Le courant reste cher : décisions suprêmes pour ZERE

La Cour suprême de la République du Kosovo a approuvé l'Office de régulation de l'énergie Z demande au HR de réexaminer extraordinairement la décision de justice et a décidé de modifier les décisions de la Cour d'appel et de la Cour constitutionnelle, en tenant compte de la demande du PDK de reporter la décision d'exécution de la décision [...]

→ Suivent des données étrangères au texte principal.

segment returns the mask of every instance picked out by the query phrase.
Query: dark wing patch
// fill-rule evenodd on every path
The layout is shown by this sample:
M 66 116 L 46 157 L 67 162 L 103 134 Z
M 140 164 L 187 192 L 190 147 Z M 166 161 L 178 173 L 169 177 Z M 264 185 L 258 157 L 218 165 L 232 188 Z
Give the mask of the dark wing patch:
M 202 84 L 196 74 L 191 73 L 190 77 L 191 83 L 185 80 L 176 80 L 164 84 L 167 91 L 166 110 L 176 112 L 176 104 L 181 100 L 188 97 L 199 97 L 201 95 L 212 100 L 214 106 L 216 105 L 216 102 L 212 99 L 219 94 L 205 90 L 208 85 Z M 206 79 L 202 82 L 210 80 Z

“Approuvé comme base d'un réexamen extraordinaire de la décision judiciaire, présentée par l'inculpé Office of Energy Regulatory (ZRRE), contre la décision prise par le Département d'appel des affaires administratives à Pristina, A.A. No 364/2022 le 17. 05. 2022. Loi du Département des affaires administratives de Pristina, A.A. no 364/2022 de la date du 17.05.2022 et loi du tribunal de fondation de Pristina, Département des affaires administratives A. no 656/22, 08.04. 2022, ainsi que d'être refusé comme étant fondé sur la proposition de poursuites du Parti démocratique du Kosovo pour avoir retardé l'exécution du verdict de l'Office de réglementation de l'énergie de l'accusé par no. prot. 077/2022 le 1602.22, jusqu'à ce qu'il soit mis en conformité avec l'acte d'accusation avec la décision finale dans la procédure judiciaire”, la Cour suprême dit.
Communication complète:
Collège de la Cour suprême dans le conflit administratif, selon l'acte d'accusation du demandeur-promoteur du Parti démocratique du Kosovo (PDK) contre les inculpés- contre l'Office de réglementation de l'énergie ( Selon la loi - avortant de la décision des inculpés, No. prot. 077/22 de l'année 16,02.22 et la demande d'exécution de la même, statuant sur la demande de contrôle extraordinaire de la décision judiciaire présentée par l'accusé ZRE, contre la décision de la cour d'appel, l'a approuvée comme base de contrôle extraordinaire de la décision judiciaire, présentée par l'accusé (ZRRE) contre la loi de la cour d'appel.
Le collège de la Cour suprême a modifié la décision de la Cour d'appel et la loi sur la Cour constitutionnelle à Pristina, et a refusé la mise en accusation des plaignants pour reporter l'exécution du verdict du Bureau de réglementation de l'énergie des inculpés.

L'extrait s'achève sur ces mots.